Modality-Balanced Collaborative Distillation for Multi-Modal Domain Generalization
Xiaohan Wang, Zhangtao Cheng, Ting Zhong, Leiting Chen, Fan Zhou
TL;DR
This work tackles multi-modal domain generalization (MMDG) by addressing the modality-imbalance problem inherent in weight-averaging approaches. It introduces Modality-Balanced Collaborative Distillation (MBCD), a framework combining Adaptive Modality Dropout, Gradient Consistency, and EMA-based Cross-Modal Distillation to promote balanced, coordinated learning across modalities and steer optimization toward flatter minima. Empirical results on EPIC-Kitchens and HAC show that MBCD consistently outperforms state-of-the-art baselines in both multi-source and single-source DG settings, with notable gains in unseen-domain robustness and strong in-domain performance when leveraging all available modalities. The work advances practical multi-modal DG by ensuring stronger cross-modal fusion and more reliable generalization under distribution shifts, with implications for real-world systems relying on diverse sensing streams.
Abstract
Weight Averaging (WA) has emerged as a powerful technique for enhancing generalization by promoting convergence to a flat loss landscape, which correlates with stronger out-of-distribution performance. However, applying WA directly to multi-modal domain generalization (MMDG) is challenging: differences in optimization speed across modalities lead WA to overfit to faster-converging ones in early stages, suppressing the contribution of slower yet complementary modalities, thereby hindering effective modality fusion and skewing the loss surface toward sharper, less generalizable minima.
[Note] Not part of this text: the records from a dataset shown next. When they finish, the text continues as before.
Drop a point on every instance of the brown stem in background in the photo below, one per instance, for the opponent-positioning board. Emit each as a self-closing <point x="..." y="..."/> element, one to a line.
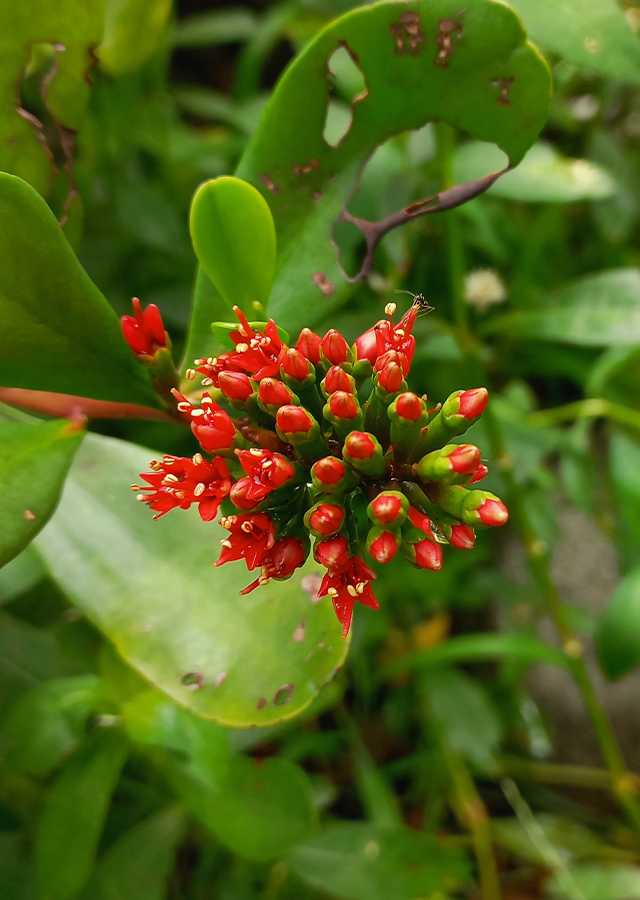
<point x="448" y="199"/>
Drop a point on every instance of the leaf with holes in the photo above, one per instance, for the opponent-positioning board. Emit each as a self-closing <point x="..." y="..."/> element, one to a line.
<point x="72" y="29"/>
<point x="35" y="460"/>
<point x="57" y="331"/>
<point x="235" y="241"/>
<point x="151" y="588"/>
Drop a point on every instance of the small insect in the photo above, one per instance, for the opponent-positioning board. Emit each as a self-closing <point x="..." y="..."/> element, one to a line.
<point x="418" y="302"/>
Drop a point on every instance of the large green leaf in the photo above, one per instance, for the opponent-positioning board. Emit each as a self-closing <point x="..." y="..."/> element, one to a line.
<point x="57" y="331"/>
<point x="597" y="311"/>
<point x="235" y="241"/>
<point x="132" y="31"/>
<point x="35" y="460"/>
<point x="591" y="33"/>
<point x="151" y="588"/>
<point x="543" y="176"/>
<point x="618" y="633"/>
<point x="73" y="815"/>
<point x="74" y="25"/>
<point x="307" y="182"/>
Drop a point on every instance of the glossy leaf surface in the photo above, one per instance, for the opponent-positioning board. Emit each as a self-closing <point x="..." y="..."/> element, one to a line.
<point x="74" y="25"/>
<point x="35" y="460"/>
<point x="235" y="241"/>
<point x="543" y="176"/>
<point x="307" y="181"/>
<point x="619" y="629"/>
<point x="150" y="587"/>
<point x="57" y="331"/>
<point x="596" y="311"/>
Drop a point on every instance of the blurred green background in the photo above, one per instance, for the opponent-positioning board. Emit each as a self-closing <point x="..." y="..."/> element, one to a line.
<point x="443" y="761"/>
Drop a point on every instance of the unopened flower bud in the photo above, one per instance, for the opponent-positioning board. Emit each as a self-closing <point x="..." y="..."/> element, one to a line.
<point x="452" y="465"/>
<point x="236" y="386"/>
<point x="332" y="552"/>
<point x="297" y="370"/>
<point x="337" y="379"/>
<point x="362" y="450"/>
<point x="272" y="394"/>
<point x="388" y="509"/>
<point x="324" y="518"/>
<point x="331" y="475"/>
<point x="309" y="345"/>
<point x="334" y="349"/>
<point x="383" y="545"/>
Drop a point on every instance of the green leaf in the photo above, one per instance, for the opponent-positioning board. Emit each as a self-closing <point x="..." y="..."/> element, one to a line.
<point x="47" y="724"/>
<point x="618" y="635"/>
<point x="590" y="33"/>
<point x="543" y="176"/>
<point x="360" y="861"/>
<point x="77" y="26"/>
<point x="597" y="311"/>
<point x="34" y="463"/>
<point x="57" y="331"/>
<point x="595" y="881"/>
<point x="132" y="31"/>
<point x="150" y="587"/>
<point x="307" y="182"/>
<point x="264" y="807"/>
<point x="477" y="647"/>
<point x="73" y="815"/>
<point x="235" y="241"/>
<point x="136" y="866"/>
<point x="463" y="709"/>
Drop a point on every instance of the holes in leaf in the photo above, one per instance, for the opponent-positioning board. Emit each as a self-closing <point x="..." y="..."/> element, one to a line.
<point x="347" y="86"/>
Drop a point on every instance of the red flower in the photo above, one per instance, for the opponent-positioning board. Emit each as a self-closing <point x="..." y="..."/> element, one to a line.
<point x="346" y="585"/>
<point x="250" y="537"/>
<point x="286" y="555"/>
<point x="145" y="332"/>
<point x="386" y="336"/>
<point x="179" y="481"/>
<point x="266" y="472"/>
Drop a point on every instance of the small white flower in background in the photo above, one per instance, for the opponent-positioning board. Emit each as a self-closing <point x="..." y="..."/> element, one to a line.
<point x="484" y="288"/>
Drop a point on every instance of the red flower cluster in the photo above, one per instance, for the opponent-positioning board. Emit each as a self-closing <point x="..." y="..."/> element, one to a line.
<point x="301" y="451"/>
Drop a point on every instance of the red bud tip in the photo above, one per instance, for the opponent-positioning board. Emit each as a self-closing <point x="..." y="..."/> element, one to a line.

To address this issue, we propose MBCD, a unified collaborative distillation framework that retains WA's flatness-inducing advantages while overcoming its shortcomings in multi-modal contexts. MBCD begins with adaptive modality dropout in the student model to curb early-stage bias toward dominant modalities. A gradient consistency constraint then aligns learning signals between uni-modal branches and the fused representation, encouraging coordinated and smoother optimization. Finally, a WA-based teacher conducts cross-modal distillation by transferring fused knowledge to each uni-modal branch, which strengthens cross-modal interactions and steer convergence toward flatter solutions. Extensive experiments on MMDG benchmarks show that MBCD consistently outperforms existing methods, achieving superior accuracy and robustness across diverse unseen domains.